Separate workspaces (no matter how small) seem to help. Originally I had the older two at one table and the littles at another. This led to a lot of unnecessary conflict. Once I separated them, they were able to work a lot longer without being a distraction to the others.
For my preschooler: I found that I was trying to do too much academically. On the fourth day of school, he woke up and said, “Do we have school today?” I was like, “Of course. We have school everyday.” As it was coming out of my mouth, I remembered that he actually doesn’t have school every day. This has been an almost daily question for him all year. And three days a week the answer is yes. So, why in only a few days did I forget that? He was tired. He isn’t used to going to school every day and he never has school in the afternoon. I backed off and he’s been much happier ever since. He’s watching more TV than usual because I do need to help the others with schoolwork, but I’ve also found fun things to fill his time like puzzles, LEGOS, and make-believe.
For my kindergartner: It’s all about routine. The older two kids have been great about participating in a sort of “calendar time” first thing because that’s the way the younger two start the school day.
Nora said, “We always write what we had for breakfast.” (I didn’t know that.)
I asked her, “Even that day when I let you eat a cookie for breakfast?”
She said, “I wrote it and Mrs. D. asked me if you knew that’s what I ate.”
Awesome. Anyway, my point is routine is important for little ones and it makes this “school at home” thing feel like school at school.
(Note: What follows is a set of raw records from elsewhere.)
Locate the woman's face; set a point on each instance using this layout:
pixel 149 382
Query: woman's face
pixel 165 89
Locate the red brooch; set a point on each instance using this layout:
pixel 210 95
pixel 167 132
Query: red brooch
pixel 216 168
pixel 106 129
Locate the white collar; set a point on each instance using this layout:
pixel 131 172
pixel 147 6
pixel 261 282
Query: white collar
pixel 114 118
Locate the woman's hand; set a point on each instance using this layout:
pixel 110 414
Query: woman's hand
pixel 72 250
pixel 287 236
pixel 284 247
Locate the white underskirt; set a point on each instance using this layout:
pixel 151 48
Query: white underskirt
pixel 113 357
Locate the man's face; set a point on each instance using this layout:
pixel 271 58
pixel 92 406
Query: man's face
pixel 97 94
For my 3rd grader: I found something he’s excited about doing. He’s pretty much game for anything and he loves to learn, but one thing he really liked was getting on a website called Kids A-Z. Like other learning apps, they’re doing a free period to help parents. They have a virtual library of books similar to the baggy books kids read each week in our district. I was able to find a great selection of short nonfiction books on his reading level. He loves nonfiction, but they aren’t the books we have at home, so he was pretty excited. He read books about the Titanic, storms, and color-blindness. It’s a little thing, but sometimes the little things make these situations more fun.
For my 6th grader: I needed to remember to make time for her to be social. On Friday morning, I heard her in the other room laughing with a friend on FaceTime and she looked happier than I'd seen her all week. Socializing is currency for middle schoolers. She needs to FaceTime and text her friends. She needs to laugh and talk about silly things and just feel like life is normal. She’s been a champ about getting work done and helping me with the other kids, but in order to keep her smiling, I need to make sure she is socializing. Loneliness compounds itself and can turn into worse emotions really quickly.
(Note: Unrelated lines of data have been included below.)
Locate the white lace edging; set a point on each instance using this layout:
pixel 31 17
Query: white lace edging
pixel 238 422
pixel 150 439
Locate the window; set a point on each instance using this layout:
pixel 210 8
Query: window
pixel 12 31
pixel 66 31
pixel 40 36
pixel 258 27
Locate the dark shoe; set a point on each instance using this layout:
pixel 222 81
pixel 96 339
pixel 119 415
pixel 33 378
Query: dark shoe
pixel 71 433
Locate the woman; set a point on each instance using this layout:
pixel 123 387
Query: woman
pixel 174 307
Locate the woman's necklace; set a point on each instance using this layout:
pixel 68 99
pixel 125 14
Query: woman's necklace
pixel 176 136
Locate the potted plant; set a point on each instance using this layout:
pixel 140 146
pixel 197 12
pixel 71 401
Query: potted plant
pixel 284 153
If I’m honest, time with my family and no commitments is something I’ve pined for in busy times. It doesn’t take long to see what’s important when everything ceases and it’s just you and your family. When this is all over, I’ll miss this time we got to share. I’ll miss game nights and movie afternoons. I’ll miss taking a long time to make a big dinner and daily walks. I’ll miss the slowness. So, while I have it. I plan to enjoy as much as I can. I hope you can too.